Zamzam Muhammad
Review buku:
Proses Kreatif (Jilid I): Mengapa dan Bagaimana Saya Mengarang
Penulis: Pramoedya Ananta Toer, dkk
Editor: Pamusuk Erneste
Penulis: Pramoedya Ananta Toer, dkk
Editor: Pamusuk Erneste
Penerbit: KPG, Jakarta
Autobiografi selalu menarik untuk dibaca. Karena dengannya
kita bisa belajar, bagaimana seorang biasa bisa menjadi legenda. Autobiografi mengajarkan pada kita bahwa kesuksesan tidak bisa instan.

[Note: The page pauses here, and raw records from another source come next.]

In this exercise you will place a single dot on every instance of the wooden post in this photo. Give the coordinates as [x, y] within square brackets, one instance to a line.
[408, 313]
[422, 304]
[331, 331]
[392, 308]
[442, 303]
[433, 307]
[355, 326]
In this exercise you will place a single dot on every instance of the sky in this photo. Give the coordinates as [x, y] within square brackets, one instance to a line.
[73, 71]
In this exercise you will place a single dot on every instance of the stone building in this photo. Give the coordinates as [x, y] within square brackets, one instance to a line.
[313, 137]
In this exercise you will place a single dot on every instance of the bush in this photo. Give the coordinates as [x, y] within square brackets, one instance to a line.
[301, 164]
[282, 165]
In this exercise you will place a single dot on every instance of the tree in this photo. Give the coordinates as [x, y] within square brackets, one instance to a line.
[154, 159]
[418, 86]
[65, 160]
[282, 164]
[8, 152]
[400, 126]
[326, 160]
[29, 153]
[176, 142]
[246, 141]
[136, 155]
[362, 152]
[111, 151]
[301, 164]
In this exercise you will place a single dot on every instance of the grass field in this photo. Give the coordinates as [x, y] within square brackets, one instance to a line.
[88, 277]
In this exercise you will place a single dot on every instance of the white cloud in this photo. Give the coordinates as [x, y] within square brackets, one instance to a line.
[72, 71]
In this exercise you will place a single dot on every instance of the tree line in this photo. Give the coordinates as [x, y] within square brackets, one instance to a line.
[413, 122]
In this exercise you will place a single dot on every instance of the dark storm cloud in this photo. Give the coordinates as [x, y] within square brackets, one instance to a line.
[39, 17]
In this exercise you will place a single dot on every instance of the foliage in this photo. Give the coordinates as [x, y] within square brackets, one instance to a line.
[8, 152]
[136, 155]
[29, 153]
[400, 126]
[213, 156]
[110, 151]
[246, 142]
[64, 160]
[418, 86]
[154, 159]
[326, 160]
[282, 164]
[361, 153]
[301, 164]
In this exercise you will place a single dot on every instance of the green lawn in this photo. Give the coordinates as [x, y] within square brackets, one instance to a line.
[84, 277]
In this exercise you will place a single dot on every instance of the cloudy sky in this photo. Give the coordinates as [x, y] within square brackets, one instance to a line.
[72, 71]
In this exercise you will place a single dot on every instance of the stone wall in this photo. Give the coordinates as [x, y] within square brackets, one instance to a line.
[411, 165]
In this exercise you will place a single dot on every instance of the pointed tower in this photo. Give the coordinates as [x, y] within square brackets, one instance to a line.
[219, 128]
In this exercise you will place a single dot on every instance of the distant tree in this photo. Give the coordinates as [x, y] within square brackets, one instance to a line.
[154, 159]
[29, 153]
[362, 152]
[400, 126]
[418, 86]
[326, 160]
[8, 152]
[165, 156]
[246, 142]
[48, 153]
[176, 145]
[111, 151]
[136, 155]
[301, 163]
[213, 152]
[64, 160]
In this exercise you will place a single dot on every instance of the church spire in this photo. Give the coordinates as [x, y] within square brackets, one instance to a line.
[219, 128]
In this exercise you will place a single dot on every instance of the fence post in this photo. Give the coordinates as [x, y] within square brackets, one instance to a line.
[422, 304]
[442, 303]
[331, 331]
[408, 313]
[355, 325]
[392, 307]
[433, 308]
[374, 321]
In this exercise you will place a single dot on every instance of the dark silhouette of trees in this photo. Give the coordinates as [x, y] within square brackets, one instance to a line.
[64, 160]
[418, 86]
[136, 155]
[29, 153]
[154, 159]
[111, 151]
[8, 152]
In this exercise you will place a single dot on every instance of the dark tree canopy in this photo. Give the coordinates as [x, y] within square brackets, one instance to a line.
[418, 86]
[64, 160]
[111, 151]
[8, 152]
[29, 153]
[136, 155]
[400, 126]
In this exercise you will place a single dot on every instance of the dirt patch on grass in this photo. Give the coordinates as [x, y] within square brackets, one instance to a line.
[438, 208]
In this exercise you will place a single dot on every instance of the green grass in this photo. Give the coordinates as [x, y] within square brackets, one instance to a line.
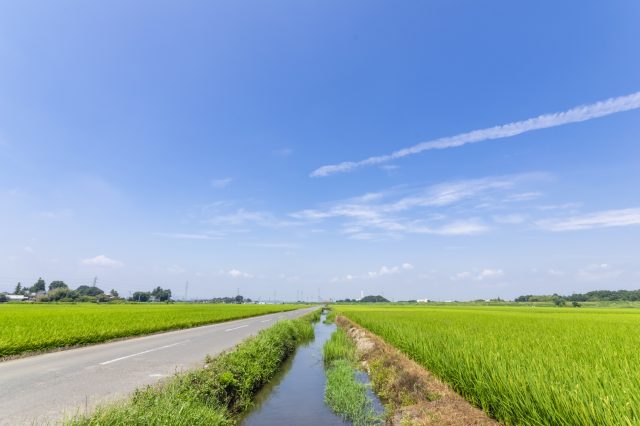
[38, 327]
[343, 393]
[215, 395]
[339, 346]
[522, 365]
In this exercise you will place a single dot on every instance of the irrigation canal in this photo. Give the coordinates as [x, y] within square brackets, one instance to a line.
[296, 395]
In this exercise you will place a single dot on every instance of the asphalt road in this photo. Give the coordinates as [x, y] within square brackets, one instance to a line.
[45, 389]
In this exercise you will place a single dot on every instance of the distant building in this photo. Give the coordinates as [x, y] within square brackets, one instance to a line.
[16, 297]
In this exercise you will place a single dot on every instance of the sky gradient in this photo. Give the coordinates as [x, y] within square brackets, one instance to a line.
[445, 150]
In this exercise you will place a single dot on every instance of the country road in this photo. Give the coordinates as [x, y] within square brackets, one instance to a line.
[44, 389]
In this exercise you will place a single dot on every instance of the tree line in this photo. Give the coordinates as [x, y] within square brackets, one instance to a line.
[59, 291]
[591, 296]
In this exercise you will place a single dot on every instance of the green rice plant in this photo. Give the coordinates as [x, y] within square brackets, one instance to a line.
[346, 396]
[524, 365]
[343, 393]
[215, 395]
[339, 346]
[38, 327]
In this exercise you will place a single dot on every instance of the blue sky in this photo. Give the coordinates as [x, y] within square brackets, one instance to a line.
[154, 143]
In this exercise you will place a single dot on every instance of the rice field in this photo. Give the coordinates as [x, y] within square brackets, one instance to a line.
[38, 327]
[523, 365]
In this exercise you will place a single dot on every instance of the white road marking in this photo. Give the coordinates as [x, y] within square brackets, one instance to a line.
[235, 328]
[142, 353]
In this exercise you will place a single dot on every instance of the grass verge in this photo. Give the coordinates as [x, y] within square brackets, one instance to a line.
[343, 393]
[410, 393]
[216, 394]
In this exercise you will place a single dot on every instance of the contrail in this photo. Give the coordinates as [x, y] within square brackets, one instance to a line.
[573, 115]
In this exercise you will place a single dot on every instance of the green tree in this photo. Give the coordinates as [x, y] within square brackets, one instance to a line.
[86, 290]
[40, 285]
[57, 284]
[161, 294]
[140, 296]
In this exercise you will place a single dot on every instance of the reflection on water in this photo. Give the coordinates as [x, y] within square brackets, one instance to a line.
[296, 396]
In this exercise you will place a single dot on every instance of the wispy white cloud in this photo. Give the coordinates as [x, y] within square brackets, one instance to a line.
[283, 152]
[103, 261]
[509, 219]
[381, 272]
[185, 236]
[573, 115]
[55, 214]
[449, 208]
[271, 245]
[603, 219]
[220, 183]
[599, 272]
[235, 273]
[175, 269]
[485, 274]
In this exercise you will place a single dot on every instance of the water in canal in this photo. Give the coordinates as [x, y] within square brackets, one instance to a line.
[296, 396]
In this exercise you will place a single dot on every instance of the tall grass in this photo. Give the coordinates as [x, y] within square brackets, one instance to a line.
[37, 327]
[534, 366]
[215, 395]
[343, 393]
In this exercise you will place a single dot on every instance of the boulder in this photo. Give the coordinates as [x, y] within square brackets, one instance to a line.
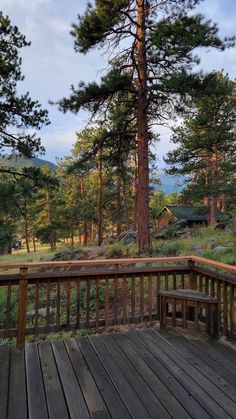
[70, 255]
[211, 244]
[180, 224]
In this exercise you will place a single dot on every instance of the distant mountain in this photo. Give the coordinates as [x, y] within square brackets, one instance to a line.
[170, 183]
[16, 162]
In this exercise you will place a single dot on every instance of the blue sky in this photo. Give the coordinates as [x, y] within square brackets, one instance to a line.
[50, 64]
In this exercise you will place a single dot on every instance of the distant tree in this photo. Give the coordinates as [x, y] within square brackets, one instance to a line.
[152, 46]
[18, 113]
[207, 143]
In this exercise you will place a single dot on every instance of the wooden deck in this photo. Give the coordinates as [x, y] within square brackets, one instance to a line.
[139, 374]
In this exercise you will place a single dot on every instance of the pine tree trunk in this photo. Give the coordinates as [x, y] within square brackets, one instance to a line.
[213, 211]
[51, 235]
[213, 202]
[72, 237]
[143, 136]
[134, 192]
[85, 234]
[118, 206]
[100, 202]
[223, 203]
[126, 209]
[27, 235]
[34, 244]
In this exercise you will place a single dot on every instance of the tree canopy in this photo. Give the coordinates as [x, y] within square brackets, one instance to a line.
[18, 113]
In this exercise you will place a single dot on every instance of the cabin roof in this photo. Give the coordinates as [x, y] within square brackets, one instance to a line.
[188, 212]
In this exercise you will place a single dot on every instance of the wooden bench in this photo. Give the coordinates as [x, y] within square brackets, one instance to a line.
[192, 303]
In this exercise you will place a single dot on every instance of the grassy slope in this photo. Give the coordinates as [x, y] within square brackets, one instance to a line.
[181, 246]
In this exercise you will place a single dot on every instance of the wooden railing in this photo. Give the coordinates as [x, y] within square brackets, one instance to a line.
[46, 297]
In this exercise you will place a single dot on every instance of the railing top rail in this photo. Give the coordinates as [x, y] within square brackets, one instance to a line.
[110, 262]
[213, 263]
[60, 264]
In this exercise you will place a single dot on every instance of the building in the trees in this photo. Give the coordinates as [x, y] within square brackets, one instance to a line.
[192, 214]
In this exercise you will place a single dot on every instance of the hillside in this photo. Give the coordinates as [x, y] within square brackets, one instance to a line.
[16, 162]
[170, 183]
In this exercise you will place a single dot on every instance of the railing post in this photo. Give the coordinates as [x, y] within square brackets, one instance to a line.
[192, 275]
[22, 306]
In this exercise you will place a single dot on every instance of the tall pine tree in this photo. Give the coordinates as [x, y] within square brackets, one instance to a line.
[18, 113]
[153, 44]
[206, 141]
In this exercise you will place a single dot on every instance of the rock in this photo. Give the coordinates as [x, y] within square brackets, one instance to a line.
[231, 226]
[211, 244]
[196, 246]
[70, 255]
[221, 249]
[128, 237]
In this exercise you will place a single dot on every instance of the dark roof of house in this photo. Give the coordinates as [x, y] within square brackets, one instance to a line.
[189, 213]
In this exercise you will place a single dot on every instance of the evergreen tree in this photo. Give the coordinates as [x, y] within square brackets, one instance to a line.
[153, 44]
[207, 142]
[18, 113]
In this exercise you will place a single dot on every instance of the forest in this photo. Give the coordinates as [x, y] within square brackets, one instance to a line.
[108, 186]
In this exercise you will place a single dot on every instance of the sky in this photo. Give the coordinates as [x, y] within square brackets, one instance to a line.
[51, 66]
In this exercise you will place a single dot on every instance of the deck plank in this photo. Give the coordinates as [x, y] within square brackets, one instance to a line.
[17, 406]
[111, 397]
[133, 403]
[73, 394]
[95, 403]
[179, 371]
[138, 374]
[181, 345]
[208, 358]
[35, 389]
[185, 396]
[132, 372]
[57, 408]
[4, 379]
[225, 405]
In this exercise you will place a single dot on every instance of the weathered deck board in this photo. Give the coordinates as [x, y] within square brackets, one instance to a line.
[139, 374]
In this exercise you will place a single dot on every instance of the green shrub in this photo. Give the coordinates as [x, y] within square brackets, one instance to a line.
[171, 248]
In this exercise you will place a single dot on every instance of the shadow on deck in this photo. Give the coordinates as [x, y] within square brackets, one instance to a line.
[139, 374]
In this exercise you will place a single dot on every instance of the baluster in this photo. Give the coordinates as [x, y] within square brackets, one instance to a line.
[219, 305]
[48, 305]
[115, 284]
[166, 281]
[36, 316]
[23, 283]
[206, 285]
[174, 280]
[225, 311]
[97, 303]
[87, 302]
[200, 283]
[158, 296]
[124, 297]
[78, 304]
[68, 294]
[106, 301]
[8, 317]
[231, 310]
[141, 298]
[58, 304]
[150, 297]
[212, 287]
[133, 283]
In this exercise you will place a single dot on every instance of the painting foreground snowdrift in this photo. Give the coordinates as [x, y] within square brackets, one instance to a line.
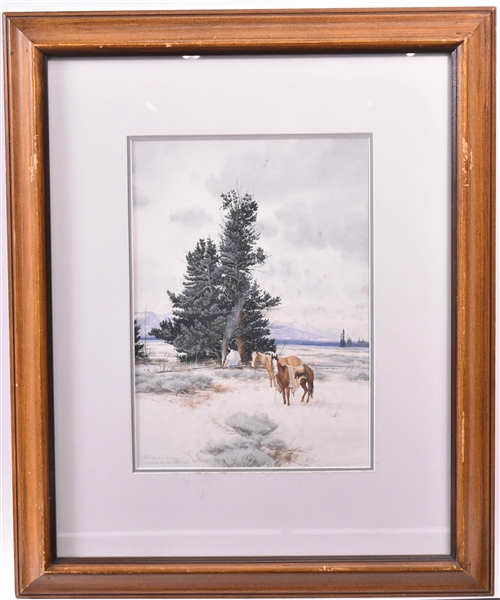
[205, 417]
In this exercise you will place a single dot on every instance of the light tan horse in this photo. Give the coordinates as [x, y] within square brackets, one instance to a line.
[290, 362]
[266, 360]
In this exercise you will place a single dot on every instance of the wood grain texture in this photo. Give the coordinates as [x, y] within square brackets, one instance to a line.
[469, 36]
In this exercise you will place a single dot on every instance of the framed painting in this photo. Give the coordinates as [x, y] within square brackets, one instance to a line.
[237, 306]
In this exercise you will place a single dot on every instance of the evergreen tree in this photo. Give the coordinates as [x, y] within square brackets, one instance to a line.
[221, 306]
[342, 339]
[140, 348]
[239, 257]
[199, 320]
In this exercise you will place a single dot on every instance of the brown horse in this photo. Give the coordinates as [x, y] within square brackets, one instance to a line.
[283, 382]
[305, 376]
[292, 361]
[266, 360]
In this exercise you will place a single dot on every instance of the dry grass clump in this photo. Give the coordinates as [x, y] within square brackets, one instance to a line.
[255, 445]
[148, 382]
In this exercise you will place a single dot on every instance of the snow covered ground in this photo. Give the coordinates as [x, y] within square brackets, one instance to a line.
[205, 417]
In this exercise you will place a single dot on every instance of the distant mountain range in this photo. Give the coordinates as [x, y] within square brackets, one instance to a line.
[282, 333]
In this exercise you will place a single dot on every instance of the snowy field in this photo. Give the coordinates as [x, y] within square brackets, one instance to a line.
[204, 417]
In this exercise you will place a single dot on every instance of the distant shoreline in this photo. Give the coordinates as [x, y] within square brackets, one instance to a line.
[314, 343]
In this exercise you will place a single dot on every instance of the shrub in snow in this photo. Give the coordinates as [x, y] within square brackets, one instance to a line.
[254, 447]
[361, 376]
[254, 426]
[170, 383]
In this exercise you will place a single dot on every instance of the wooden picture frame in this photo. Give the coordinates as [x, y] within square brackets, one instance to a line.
[468, 36]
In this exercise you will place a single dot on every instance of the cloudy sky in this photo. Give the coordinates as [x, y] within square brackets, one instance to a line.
[313, 195]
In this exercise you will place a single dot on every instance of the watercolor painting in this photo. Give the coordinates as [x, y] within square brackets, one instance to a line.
[251, 277]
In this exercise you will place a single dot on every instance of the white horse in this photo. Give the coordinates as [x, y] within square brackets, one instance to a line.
[266, 360]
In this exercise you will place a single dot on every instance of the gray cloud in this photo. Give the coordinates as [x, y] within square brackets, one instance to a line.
[191, 218]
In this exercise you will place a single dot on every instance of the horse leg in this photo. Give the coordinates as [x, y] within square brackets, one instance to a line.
[270, 372]
[303, 383]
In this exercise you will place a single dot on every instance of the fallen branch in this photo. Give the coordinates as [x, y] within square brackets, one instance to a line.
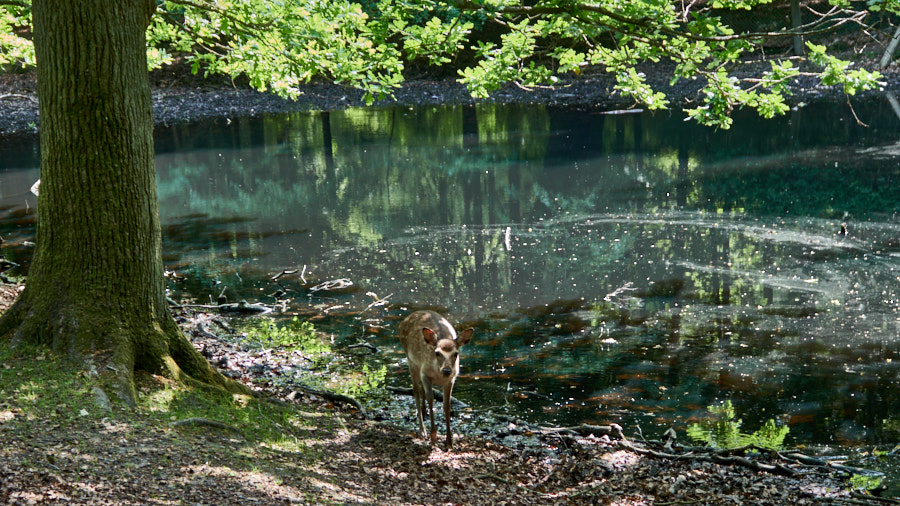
[16, 95]
[284, 273]
[364, 345]
[584, 429]
[205, 422]
[336, 397]
[438, 395]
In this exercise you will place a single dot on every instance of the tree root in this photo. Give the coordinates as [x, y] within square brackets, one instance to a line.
[336, 397]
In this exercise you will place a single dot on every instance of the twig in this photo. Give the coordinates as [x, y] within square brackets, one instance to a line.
[438, 395]
[16, 95]
[364, 345]
[284, 273]
[204, 421]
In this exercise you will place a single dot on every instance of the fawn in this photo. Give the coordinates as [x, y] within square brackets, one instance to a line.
[432, 351]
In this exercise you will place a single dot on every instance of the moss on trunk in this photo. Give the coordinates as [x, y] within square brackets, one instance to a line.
[96, 291]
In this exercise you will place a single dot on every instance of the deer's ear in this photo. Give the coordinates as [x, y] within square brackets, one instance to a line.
[464, 336]
[429, 336]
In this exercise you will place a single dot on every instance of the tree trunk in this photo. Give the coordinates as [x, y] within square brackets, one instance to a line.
[95, 291]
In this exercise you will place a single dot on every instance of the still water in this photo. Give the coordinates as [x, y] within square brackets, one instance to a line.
[628, 268]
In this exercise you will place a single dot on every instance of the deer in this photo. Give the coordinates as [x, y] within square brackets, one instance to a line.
[432, 353]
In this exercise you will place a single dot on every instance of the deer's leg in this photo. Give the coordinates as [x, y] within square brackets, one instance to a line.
[418, 400]
[448, 389]
[429, 394]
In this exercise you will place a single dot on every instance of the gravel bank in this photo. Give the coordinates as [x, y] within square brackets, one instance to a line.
[177, 98]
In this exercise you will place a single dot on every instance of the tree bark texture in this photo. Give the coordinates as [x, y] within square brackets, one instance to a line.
[95, 290]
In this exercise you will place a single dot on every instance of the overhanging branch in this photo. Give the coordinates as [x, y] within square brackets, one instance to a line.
[824, 24]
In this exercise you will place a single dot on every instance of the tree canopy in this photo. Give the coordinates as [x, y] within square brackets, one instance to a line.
[279, 45]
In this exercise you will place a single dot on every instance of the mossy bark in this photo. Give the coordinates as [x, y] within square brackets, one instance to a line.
[95, 290]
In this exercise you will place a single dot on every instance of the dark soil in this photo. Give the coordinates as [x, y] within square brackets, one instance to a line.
[127, 457]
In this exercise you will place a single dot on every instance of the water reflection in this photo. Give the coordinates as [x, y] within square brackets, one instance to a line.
[629, 268]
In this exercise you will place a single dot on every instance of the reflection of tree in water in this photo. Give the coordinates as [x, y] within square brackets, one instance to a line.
[728, 301]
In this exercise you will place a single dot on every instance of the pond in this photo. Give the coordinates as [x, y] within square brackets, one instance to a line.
[629, 267]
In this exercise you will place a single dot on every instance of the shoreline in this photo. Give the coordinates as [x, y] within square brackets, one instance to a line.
[180, 99]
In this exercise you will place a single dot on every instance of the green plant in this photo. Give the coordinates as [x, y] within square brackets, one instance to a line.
[865, 482]
[293, 334]
[722, 430]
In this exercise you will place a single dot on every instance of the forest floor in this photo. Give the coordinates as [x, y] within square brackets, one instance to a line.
[57, 446]
[61, 444]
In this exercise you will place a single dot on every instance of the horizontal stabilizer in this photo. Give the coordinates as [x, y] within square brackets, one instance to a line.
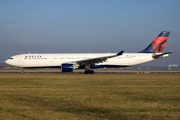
[157, 56]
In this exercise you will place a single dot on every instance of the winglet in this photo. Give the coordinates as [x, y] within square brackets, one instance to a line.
[120, 53]
[160, 55]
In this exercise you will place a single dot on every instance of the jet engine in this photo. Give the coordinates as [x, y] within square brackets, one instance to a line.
[68, 67]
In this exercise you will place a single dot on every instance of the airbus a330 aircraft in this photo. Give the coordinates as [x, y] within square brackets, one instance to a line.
[69, 62]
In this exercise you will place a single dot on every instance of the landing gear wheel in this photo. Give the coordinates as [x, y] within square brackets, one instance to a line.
[86, 72]
[22, 71]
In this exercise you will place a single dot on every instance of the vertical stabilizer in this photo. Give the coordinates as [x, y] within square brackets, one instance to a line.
[158, 44]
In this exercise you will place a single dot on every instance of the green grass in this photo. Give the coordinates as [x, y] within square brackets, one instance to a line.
[98, 96]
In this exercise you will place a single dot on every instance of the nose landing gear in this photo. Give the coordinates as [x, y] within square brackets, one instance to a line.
[88, 71]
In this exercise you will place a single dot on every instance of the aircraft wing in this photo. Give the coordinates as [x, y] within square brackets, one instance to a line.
[92, 61]
[161, 55]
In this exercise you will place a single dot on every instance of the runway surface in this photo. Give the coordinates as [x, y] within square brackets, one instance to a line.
[97, 71]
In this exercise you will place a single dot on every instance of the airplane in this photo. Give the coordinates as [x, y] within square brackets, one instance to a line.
[88, 61]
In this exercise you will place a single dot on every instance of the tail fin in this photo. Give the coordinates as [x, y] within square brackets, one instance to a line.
[158, 44]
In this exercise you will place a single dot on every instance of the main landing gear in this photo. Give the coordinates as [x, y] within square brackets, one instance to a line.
[22, 71]
[88, 71]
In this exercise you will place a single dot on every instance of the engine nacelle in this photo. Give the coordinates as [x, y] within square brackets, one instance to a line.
[67, 67]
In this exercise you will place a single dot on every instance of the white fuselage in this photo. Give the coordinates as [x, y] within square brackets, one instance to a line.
[50, 60]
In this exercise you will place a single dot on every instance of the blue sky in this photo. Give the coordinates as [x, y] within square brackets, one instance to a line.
[87, 26]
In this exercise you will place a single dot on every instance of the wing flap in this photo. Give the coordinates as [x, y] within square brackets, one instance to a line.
[92, 61]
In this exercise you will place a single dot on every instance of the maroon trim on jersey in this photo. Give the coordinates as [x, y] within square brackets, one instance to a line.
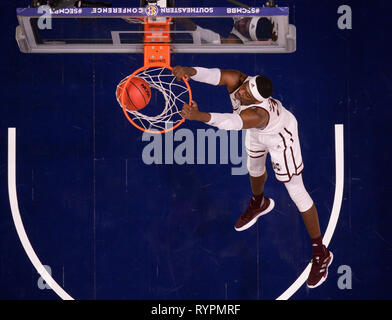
[288, 132]
[256, 156]
[291, 135]
[284, 153]
[255, 151]
[296, 174]
[292, 155]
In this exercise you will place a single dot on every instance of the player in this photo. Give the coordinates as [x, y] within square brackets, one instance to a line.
[270, 129]
[245, 29]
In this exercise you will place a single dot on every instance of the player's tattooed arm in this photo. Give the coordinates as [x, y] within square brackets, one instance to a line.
[232, 79]
[249, 118]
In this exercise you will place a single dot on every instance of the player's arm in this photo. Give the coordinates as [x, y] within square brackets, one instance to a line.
[230, 78]
[249, 118]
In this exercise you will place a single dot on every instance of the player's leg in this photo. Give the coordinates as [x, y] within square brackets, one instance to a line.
[322, 257]
[259, 204]
[287, 163]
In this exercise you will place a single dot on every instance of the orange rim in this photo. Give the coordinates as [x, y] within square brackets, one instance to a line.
[135, 124]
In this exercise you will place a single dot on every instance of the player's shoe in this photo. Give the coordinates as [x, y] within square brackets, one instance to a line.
[250, 216]
[319, 272]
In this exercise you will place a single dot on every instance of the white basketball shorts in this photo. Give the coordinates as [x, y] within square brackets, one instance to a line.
[283, 147]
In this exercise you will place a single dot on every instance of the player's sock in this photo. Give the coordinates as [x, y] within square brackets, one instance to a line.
[257, 200]
[317, 245]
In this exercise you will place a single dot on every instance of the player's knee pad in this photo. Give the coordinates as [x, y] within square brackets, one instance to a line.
[298, 193]
[256, 166]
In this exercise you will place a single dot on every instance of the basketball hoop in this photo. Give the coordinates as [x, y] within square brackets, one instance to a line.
[157, 72]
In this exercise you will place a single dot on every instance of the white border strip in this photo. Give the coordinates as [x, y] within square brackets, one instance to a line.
[337, 203]
[18, 220]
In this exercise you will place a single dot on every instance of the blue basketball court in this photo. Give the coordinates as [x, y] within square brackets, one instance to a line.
[111, 212]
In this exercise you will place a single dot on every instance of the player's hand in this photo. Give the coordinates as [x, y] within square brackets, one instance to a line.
[190, 111]
[183, 72]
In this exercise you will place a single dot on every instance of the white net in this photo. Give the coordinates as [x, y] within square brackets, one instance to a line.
[163, 110]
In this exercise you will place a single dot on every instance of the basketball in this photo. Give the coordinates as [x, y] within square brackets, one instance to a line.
[137, 94]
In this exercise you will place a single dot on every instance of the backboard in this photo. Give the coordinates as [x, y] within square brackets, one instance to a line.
[121, 30]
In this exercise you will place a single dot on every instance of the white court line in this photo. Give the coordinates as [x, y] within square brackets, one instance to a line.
[337, 203]
[18, 220]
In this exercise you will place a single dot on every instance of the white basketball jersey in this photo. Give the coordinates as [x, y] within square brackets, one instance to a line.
[277, 113]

Selalu ada air mata untuk menjadi juara. Ada perjuangan untuk untuk meraih
keberhasilan.
Kita pun selalu bertanya. Bagaimana sih seseorang berjuang untuk meraih kemenangan. Bagi para penulis
pun sama. Bagaimana ya penulis-penulis besar itu mampu melahirkan karya
menakjubkan itu. Ada rasa penasaran bagi penulis pemula untuk selalu mengetahui
kisah kehidupan teladannya. Harapannya sederhana. Semoga saja bisa ketularan
sukses kalau kita teladani proses perjuangannya.
Dan memang dibalik karya besar, selalu ada proses yang
mendahului. Proses inilah yang disebut dengan proses kreatif. Suatu proses yang
harus dilalui oleh seseorang untuk melahirkan sebuah karya. Buku berjudul
Proses Kreatif ini sangat pas dibaca oleh penulis pemula yang sedang mencari
semangat untuk berkarya.
Buku ini menyuguhi pembaca tentang proses kreatif yang
dilalui para sastrawan Indonesia dalam menciptakan sebuah karya. Buku ini
merupakan bunga rampai. Jadi, ini buku bukan ditulis oleh satu orang. Melainkan,
para sastrawan itu sendiri yang bercerita, bagaimana proses mereka menulis karya
sastra.
Dalam buku ini, banyak sastrawan yang mau berbagi cerita. Mulai
dari para penyair, cerpenis, dan novelis. Masing-masing dari mereka punya
cerita. Hamsad Rangkuti, misalnya, mengaku memiliki bakat alam untuk menjadi
seorang penulis cerita. Sejak kecil Hamsad gemar mengembangkan
imajinasinya. Misalnya, di rumah tetangga ada gadis cantik melamun di balik jendela. Maka segera ia
membayangkan sedang melompati jendela rumah gadis itu, mengajaknya bicara, memeluknya
dan mencumbunya dengan mesra. Ketika bermain di sungai, Hamsad membayangkan
dirinya menjadi Jaka Tarub yang mencuri selendang para peri. Bagi Hamsad,
mengembangkan imajinasi adalah kunci yang membuka pintu dunia kesusastraan. Baru
setelah itu, dia membutuhkan belajar teknik-teknik menulis.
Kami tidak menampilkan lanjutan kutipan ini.